Phytophthora, antagonist, kök bakterileri, Pseudomonas

Biological Control of Root and Crown Rot Disease of Strawberry (Phytophthora cactorum) with Rhizobacteria

Öz

Phytophthora Root and Crown Rot (Phytophthora cactorum) is one of the
diseases of strawberry that limit production. This study aims to use
antagonistic bacteria against the disease. For this purpose, a total of 362
bacteria were isolated from the rhizosphere of strawberry, cauliflower, red
cabbage, broccoli, cabbage, radish, wild radish, broad bean, barnyard grass,
and shepherd’s purse plants. The number of bacteria studied was reduced to 101
and then to 24 according to dual culture and pre-tests. In tests to determine
the mode of actions of these antagonists; out of 24 bacteria, none of the
isolates produced chitinase, cellulase, and pectinase, while 13 produced
protease, 19 produced HCN, 18 produced siderophore, 11 produced biosurfactant,
16 produced 2-4 DAPG, 2 produced IAA (62.4 ve 1.9 µg/ml). Three antagonists had
a phosphatase activity. Twenty had able to solubilize inorganic phosphorus. All
bacteria were identified as Pseudomonas spp.
3ss9 and 6l10 reduced the disease severity by %50 in pots trials. 

Anahtar Kelimeler

Phytophthora, antagonist, rhizobacteria, Pseudomonas

Kaynakça

• Andro T, Chambost JP, Kotoujansky A, Cattano J, Bertheau Y, Barras F, Van Gijsegem F, Coleno A (1984) Mutants of Erwinia chrysantemi Defective in Secretion of Pectinase and Cellulase. J. Bacterial. 160:119-1203.
• Bakker AW, Schippers B (1987) Microbial Cyanide Production in the Rhizosphere in Relation to Potato Yield Reduction and Pseudomonas spp-mediated Plant Growth-stimulation. Soil Biol. Biochem. 19(4): 451-457.
• Benlioğlu S, Yıldız A, Döken T (2004) Studies to Determine the Causal Agents of Soilborne Fungal Diseases of Strawberries in Aydin and to Control them by Soil Disinfestation.
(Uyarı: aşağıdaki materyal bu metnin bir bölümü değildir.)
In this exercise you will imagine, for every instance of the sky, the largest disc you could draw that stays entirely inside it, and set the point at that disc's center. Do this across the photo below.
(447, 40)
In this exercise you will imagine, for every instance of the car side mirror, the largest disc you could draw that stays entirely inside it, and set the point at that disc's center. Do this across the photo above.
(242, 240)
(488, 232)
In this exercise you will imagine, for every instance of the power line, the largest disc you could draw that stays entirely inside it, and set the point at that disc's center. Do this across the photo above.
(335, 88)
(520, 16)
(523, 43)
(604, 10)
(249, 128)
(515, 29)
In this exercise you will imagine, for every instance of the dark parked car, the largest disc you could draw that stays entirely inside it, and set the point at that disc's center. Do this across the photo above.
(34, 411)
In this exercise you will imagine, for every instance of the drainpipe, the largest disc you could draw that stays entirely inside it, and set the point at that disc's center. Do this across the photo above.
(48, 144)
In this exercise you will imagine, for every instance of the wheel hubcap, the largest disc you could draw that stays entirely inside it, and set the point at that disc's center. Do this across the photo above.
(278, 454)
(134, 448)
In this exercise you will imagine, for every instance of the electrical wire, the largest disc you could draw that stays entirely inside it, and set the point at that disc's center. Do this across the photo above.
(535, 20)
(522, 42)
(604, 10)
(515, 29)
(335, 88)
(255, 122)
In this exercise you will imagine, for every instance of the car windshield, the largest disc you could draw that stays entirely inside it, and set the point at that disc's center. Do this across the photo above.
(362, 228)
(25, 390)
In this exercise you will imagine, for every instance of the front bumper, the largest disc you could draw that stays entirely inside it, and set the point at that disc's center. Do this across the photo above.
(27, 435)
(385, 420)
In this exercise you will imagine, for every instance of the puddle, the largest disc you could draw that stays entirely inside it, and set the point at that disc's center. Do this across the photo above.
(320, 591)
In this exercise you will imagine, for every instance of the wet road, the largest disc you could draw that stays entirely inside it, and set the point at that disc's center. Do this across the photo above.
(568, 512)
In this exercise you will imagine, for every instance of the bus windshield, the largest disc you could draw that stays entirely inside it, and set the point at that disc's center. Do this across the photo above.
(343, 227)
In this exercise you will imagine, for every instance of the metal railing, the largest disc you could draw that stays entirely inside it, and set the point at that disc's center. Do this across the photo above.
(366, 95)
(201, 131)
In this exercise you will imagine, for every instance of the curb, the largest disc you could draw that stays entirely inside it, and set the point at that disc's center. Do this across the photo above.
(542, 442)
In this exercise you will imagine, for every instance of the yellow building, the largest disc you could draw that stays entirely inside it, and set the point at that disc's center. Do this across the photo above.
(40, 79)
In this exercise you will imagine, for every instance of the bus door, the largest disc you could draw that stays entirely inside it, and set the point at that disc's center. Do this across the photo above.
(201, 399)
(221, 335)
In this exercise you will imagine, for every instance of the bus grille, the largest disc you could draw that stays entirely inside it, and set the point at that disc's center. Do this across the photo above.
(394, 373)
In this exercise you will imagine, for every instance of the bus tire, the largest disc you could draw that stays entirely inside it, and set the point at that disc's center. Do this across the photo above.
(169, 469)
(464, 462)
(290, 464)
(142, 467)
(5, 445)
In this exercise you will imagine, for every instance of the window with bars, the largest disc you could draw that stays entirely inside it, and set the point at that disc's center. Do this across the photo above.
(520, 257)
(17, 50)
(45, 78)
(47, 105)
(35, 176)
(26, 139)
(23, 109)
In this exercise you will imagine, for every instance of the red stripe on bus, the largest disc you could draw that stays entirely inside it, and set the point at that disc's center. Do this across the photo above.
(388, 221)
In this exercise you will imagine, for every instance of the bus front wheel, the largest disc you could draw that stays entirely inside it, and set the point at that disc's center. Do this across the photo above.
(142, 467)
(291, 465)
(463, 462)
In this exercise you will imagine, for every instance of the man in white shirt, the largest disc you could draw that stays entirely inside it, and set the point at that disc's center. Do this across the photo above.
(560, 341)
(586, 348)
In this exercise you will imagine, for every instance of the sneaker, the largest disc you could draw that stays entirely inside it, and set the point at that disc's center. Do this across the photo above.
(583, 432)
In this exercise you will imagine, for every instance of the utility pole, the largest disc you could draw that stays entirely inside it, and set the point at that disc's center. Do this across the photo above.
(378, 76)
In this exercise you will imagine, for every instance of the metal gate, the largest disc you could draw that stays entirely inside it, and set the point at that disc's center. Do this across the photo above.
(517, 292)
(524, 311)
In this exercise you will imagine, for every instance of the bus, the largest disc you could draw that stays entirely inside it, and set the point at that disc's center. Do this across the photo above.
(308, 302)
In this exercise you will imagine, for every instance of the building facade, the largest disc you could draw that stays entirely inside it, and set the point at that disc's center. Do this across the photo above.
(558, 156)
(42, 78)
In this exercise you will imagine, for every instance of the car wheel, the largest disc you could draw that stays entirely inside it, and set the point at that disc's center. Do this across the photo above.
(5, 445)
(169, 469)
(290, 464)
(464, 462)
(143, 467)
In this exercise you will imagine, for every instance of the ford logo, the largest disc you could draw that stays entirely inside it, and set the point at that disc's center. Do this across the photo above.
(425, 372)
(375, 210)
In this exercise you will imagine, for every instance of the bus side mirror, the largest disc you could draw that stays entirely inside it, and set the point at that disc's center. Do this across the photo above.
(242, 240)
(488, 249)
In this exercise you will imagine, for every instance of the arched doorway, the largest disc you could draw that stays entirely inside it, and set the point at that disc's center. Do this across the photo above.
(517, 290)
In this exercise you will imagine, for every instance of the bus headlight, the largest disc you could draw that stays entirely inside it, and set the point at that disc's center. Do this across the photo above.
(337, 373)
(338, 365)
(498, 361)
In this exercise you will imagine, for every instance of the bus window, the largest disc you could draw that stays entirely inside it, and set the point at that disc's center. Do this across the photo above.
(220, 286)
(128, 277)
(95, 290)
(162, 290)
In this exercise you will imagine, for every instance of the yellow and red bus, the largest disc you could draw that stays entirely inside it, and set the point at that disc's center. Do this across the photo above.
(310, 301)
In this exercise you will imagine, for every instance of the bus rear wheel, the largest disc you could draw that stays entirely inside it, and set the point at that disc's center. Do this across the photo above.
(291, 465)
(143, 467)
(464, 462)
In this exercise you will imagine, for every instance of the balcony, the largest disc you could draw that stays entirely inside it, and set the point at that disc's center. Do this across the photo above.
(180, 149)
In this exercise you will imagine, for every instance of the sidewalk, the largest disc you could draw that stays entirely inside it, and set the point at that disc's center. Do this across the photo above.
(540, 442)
J. Phytopathology 152(18): 509-513
• Benlioğlu S, Boz Ö, Yıldız A, Kaşkavalcı G, Benlioğlu K (2005) Alternative Soil Solarization Treatments For the Control of Soil-borne Diseases and Weed of Strawberry in the Western Anatolia of Turkey. J. Phytopathology 153: 423-430.
• Benlioğlu S, Dinler H, Yildiz A, Özyilmaz Ü, Benlioğlu K (2018) Türkiye’de Çilek Fidelerinde Karşılaşılan Sorunlar. Adnan Menderes Üniversitesi Ziraat Fakültesi Dergisi 15(1): 121-126.
• Beraha L (1968) A Rapid Method for the Preparation of A Semi-Solid Agar Medium for Detection of Pectolytic Enzyme Activity in Erwinia Carotovora. Plant Disease Reporter 52(2) February 1968.
• Berg G (1996) Rhizobacteria of Oilseed Rape Antagonistic to Verticillium dahliae ver. longisporum STRAK. Zeitschrift für Planzenkrankheiten und Pflanzenschutz 103(1): 20-30.
• Berg G, Kurze S, Buchner A, Wellington EM, Smalla K (2000a) Successful Strategy for the Selection of New Strawberry-associated Rhizobacteria Antagonistic to Verticillium Wilt. Canadian-Journal-of-Microbiology. 46(12): 1128-1137.
• Berg G, Frankowski J, Bahl H (2000b) Interactions Between Serratia plymuthica and the Soil Borne Pathogen Verticillium longisporum. In: Tjamos EC, Rowe C, Heale JB, Fravel DR (eds.), Advances in Verticillium Research and Disease Management. St Paul, MN, USA: American Phytopathological Society Press, 269-273.
• Berg G, Fritze A, Roskot N, Smalla K (2001) Evaluation of Potential Biocontrol Rhizobacteria from Different Host Plants of Verticillium dahliae Kleb. Journal of Applied Microbiology 91(6):963-971.
• Bora T, Özaktan H (1998) Bitki Hastalıklarıyla Biyolojik Savaş. Prizma Matbaası, İzmir, 205 s.
• Browne G, Becherer H, Mclaughlin S, Fennimore S, Duniway J, Martin F, Ajwa H, Winterbottom C, Guerrero L (2003) Integrated Management of Phytophthora on Strawberry without Methyl Bromide. Proceedings of Methyl Bromide Alternatives Conference.
• Cox CD (1994) Deferration of Laboratory Media and Assays for Ferric and Ferrous Ions. Methods Enzymol. 235: 315-372.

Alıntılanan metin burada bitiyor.